Handling user uploads to a web server cluster

GFS2/OCFS2 via DRBD allow a pair of servers to run dual primary as clustered storage. Your web frontends would pull from that shared pair. You could have multiple heads sharing a single FC attached media using either as well, or, could use NFS to have a single shared filesystem used by each of the web frontends. If you use NFS with DRBD, remember that you can only run that in primary/secondary mode due to the lack of cluster locks. This could cut your potential throughput in half.

GlusterFS sounds more like what you're looking for. It'll have some unique quirks, i.e. file requested on node that doesn't have it yet, metadata lookup says it is there, it gets transferred from one of the replicated nodes and then served. First time requested on a node will have some lag depending on the filesize.

OpenAFS is also another possibility. You have shared storage, each local resource has a local pool of recently used items. If the storage engine goes down, your local resource pools still serve.

Hadoop's HDFS is another alternative that just 'works'. A bit complicated to set up, but, would also meet your requirements. You're going to have a lot of duplicated content when using a distributed filesystem.

Another dirty method would be to have caches running on each of your web frontends that pull static/uploaded content from a single machine and use Varnish on each of the frontends to maintain a ram-cached version of your single copy. If your single machine fails, Varnish would cache existing items until the grace period, new items would be lost.

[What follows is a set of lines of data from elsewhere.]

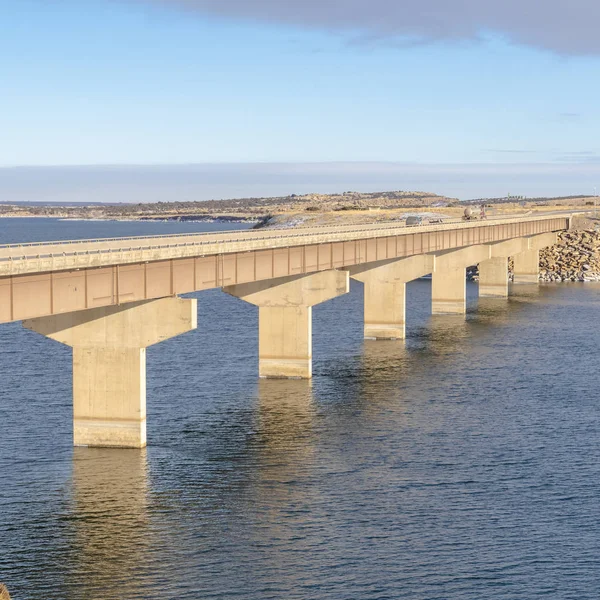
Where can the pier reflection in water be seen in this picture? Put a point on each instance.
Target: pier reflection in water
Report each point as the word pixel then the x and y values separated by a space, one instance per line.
pixel 112 538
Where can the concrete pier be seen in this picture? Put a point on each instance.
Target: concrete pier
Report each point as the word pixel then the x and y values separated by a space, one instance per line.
pixel 285 318
pixel 385 293
pixel 448 281
pixel 109 364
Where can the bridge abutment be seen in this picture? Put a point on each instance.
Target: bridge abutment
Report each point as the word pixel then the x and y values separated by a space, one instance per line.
pixel 385 293
pixel 493 277
pixel 109 364
pixel 285 318
pixel 527 262
pixel 527 266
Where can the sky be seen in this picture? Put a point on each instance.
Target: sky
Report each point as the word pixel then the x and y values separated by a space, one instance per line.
pixel 139 100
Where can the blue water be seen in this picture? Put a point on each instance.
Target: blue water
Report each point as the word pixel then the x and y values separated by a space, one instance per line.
pixel 463 463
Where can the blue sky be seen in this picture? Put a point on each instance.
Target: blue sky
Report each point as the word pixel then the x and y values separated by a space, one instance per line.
pixel 107 82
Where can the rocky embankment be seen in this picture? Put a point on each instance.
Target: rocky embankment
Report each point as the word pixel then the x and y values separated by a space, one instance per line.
pixel 576 257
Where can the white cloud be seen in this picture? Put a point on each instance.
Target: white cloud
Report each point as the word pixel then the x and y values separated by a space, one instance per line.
pixel 562 26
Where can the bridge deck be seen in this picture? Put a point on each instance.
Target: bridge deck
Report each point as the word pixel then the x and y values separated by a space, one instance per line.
pixel 74 254
pixel 58 277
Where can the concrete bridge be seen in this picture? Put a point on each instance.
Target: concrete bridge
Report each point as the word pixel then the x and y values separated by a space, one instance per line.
pixel 110 299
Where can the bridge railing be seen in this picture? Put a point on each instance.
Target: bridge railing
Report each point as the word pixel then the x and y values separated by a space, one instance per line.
pixel 14 252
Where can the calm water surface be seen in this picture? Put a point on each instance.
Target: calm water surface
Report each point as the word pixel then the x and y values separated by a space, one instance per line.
pixel 462 464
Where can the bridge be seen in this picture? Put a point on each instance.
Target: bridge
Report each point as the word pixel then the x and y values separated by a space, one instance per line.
pixel 110 299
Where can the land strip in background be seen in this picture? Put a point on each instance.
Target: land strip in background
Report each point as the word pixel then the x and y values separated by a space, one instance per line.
pixel 303 211
pixel 576 257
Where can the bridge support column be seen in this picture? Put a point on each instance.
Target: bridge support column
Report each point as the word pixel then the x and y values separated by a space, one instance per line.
pixel 109 364
pixel 493 277
pixel 448 280
pixel 385 293
pixel 285 318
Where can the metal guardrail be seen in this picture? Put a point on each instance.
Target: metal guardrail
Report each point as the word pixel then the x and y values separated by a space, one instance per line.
pixel 243 237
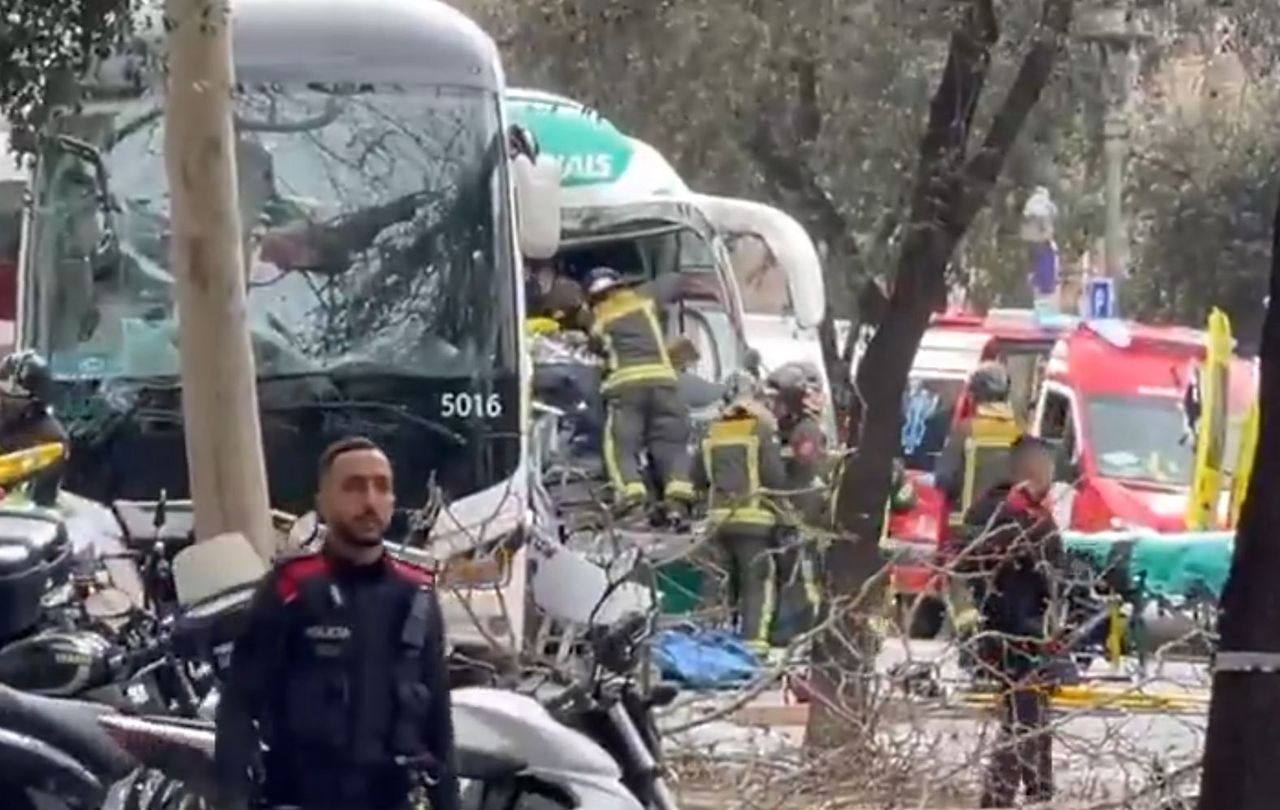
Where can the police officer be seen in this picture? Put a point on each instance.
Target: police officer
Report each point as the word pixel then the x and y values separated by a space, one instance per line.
pixel 645 412
pixel 737 461
pixel 26 419
pixel 341 673
pixel 1014 554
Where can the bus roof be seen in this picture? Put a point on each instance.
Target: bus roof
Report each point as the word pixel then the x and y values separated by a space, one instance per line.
pixel 365 41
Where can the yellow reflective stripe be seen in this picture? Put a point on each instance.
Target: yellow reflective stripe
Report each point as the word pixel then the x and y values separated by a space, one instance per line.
pixel 754 516
pixel 810 581
pixel 970 474
pixel 650 314
pixel 644 373
pixel 771 586
pixel 622 305
pixel 737 433
pixel 624 489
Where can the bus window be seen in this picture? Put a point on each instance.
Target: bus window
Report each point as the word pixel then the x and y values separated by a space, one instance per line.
pixel 762 282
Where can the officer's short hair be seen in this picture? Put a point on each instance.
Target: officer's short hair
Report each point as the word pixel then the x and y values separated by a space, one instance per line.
pixel 348 444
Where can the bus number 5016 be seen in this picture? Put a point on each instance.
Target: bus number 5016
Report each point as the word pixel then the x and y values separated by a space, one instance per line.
pixel 461 404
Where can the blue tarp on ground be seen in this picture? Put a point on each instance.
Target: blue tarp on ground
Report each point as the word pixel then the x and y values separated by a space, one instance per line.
pixel 1176 566
pixel 704 658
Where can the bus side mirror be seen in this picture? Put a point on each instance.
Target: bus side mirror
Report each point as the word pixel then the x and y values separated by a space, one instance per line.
pixel 538 204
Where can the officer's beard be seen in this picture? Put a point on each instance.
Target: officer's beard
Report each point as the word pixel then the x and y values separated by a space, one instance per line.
pixel 359 539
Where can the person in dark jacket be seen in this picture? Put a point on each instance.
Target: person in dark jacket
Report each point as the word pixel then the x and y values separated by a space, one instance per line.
pixel 341 673
pixel 992 413
pixel 645 412
pixel 27 420
pixel 549 293
pixel 1014 555
pixel 737 461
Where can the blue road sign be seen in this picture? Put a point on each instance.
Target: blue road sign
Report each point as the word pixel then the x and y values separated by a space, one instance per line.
pixel 1102 298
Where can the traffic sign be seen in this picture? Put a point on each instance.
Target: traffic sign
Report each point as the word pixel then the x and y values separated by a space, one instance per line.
pixel 1101 297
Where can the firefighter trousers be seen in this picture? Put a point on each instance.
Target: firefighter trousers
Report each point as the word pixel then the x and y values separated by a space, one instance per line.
pixel 1024 749
pixel 648 417
pixel 799 593
pixel 743 557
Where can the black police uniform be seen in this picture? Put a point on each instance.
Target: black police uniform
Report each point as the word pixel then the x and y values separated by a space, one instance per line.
pixel 341 674
pixel 1014 552
pixel 739 458
pixel 563 301
pixel 645 412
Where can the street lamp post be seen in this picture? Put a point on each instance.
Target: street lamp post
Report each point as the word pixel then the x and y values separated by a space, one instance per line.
pixel 1115 28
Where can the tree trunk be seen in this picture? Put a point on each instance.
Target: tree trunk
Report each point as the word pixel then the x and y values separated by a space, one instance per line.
pixel 1242 749
pixel 224 444
pixel 950 190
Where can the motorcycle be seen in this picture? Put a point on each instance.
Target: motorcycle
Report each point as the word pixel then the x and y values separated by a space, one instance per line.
pixel 593 745
pixel 590 745
pixel 56 753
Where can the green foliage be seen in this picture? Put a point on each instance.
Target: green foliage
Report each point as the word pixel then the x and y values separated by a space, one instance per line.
pixel 1206 229
pixel 44 40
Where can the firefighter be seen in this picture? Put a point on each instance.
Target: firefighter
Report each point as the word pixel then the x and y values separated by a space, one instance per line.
pixel 1014 555
pixel 992 415
pixel 739 460
pixel 798 403
pixel 644 410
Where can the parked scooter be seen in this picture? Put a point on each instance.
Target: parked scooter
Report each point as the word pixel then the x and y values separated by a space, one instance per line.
pixel 594 745
pixel 589 745
pixel 55 754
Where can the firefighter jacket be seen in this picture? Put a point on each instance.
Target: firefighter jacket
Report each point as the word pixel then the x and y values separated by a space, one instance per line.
pixel 629 333
pixel 807 462
pixel 992 424
pixel 737 461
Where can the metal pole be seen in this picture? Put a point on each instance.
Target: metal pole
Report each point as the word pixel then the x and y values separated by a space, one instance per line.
pixel 1115 150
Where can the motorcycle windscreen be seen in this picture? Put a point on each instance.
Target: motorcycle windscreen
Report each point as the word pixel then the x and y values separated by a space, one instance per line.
pixel 568 586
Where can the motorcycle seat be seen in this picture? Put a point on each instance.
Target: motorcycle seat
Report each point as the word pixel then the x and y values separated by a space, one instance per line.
pixel 485 767
pixel 67 724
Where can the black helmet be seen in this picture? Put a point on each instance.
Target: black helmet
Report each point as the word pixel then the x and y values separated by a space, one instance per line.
pixel 795 378
pixel 24 375
pixel 602 280
pixel 740 387
pixel 990 383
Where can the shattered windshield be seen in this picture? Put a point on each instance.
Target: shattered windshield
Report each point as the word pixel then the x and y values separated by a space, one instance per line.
pixel 373 223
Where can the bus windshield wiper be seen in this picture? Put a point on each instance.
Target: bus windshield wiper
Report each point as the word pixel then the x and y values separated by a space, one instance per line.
pixel 373 404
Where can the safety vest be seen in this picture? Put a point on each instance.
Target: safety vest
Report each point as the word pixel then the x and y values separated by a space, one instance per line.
pixel 627 325
pixel 992 433
pixel 731 456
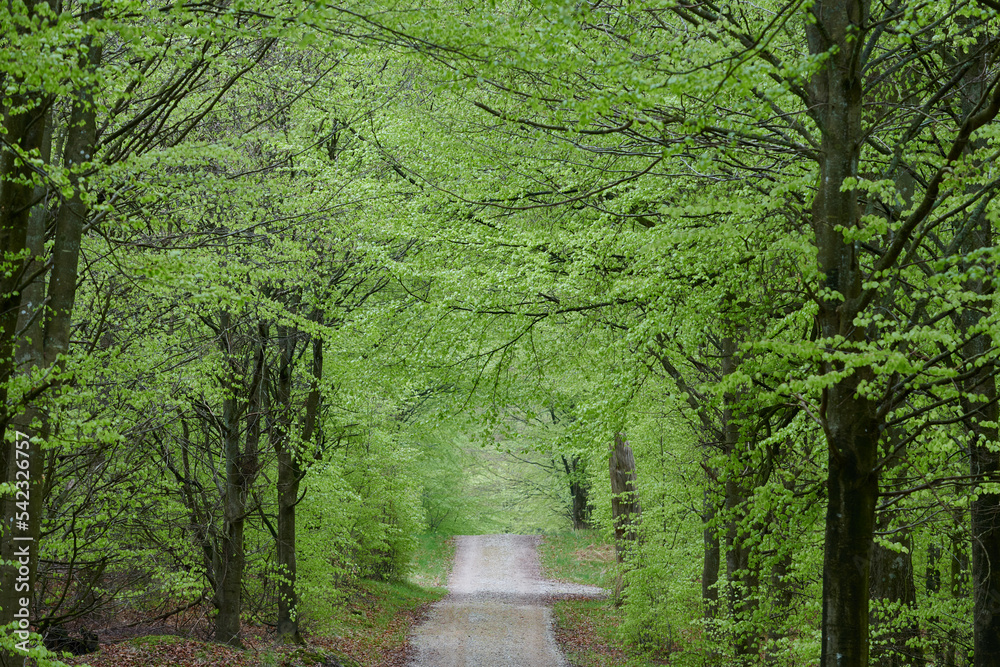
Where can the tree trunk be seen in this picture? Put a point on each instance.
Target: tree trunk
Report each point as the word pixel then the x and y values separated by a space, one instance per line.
pixel 625 507
pixel 579 492
pixel 241 469
pixel 710 567
pixel 289 475
pixel 851 429
pixel 47 333
pixel 892 582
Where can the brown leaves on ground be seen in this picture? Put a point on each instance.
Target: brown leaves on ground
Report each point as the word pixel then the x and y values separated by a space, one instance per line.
pixel 583 627
pixel 385 646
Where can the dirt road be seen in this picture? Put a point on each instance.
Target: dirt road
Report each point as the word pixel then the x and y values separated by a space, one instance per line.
pixel 495 613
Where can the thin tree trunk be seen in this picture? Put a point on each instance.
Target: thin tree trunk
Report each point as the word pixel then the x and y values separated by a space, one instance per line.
pixel 892 581
pixel 579 493
pixel 849 420
pixel 241 469
pixel 625 506
pixel 289 476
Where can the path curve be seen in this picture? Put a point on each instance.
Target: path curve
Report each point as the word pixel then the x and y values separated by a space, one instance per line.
pixel 495 614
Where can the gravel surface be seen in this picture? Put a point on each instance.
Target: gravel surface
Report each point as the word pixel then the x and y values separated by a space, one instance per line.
pixel 495 614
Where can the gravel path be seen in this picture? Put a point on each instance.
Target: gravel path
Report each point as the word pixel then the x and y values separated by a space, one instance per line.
pixel 495 614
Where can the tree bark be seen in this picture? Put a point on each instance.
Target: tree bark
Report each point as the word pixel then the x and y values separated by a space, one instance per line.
pixel 579 493
pixel 892 581
pixel 241 469
pixel 625 506
pixel 290 474
pixel 849 419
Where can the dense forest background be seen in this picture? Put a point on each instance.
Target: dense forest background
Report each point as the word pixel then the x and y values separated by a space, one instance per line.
pixel 288 283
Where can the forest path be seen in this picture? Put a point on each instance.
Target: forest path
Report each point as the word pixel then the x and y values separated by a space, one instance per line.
pixel 496 614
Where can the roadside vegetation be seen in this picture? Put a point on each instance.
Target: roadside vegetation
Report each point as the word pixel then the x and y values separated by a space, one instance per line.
pixel 369 627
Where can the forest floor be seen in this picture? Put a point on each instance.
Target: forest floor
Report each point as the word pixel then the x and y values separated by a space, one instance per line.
pixel 586 629
pixel 368 628
pixel 497 611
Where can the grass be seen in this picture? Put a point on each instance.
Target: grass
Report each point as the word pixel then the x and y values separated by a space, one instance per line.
pixel 432 560
pixel 587 630
pixel 581 556
pixel 368 626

Much of this will be based on how reliable a backend you need. Distributed filesystems where your local machines are a replicating node are probably going to have the edge on speed since they don't involve network operations to get the data, but, with gigE and 10G cards being cheap, you probably won't experience significant latency.


All clustered filesystems have one central weakness: if a certain percentage of systems go offline, then the whole filesystem is useless but the nodes that are still up may not deal with it gracefully.

For example, assume that you have 30 servers in a rack and want to share their local space. You build a cluster filesystem and you even build it so that if just one node goes down, the data was replicated on enough other nodes that there is no problem. So far, so good. Then a card in the Ethernet switch dies. This switch interconnects all of the nodes in your cluster. The card shuts off communication to 15 of your 30 nodes. The questions you need to ask yourself are:

  1. If this scenario is fine with you, then how graceful is the failure? Do processes hang until communication is restored or do you have to log in and reboot every system to regain control?
  2. Will your customer's hang you out to dry when you suffer a switch or power failure in the rack? If so, consider spreading your nodes out across the data center or having each node feed into two switches and bond the interfaces. Some switch magic will need to occur too, so find a network admin.

Think forward a couple of steps and what the system will do under failure of any major component, including network or power cables.

Now you are ready for a clustered file system and all the million new jargon words you didn't know before.


We use either NFS from NetApp boxes or OCFS2 volumes off FC LUNs, I don't know if they're the best options but they've worked for us for years. Certainly both perform perfectly adequately although I personally prefer the OCFS2 over FC LUNs option myself as I'm more of a storage guy really. I guess it really comes down to what shared-storage infrastructure you already have and are comfortable.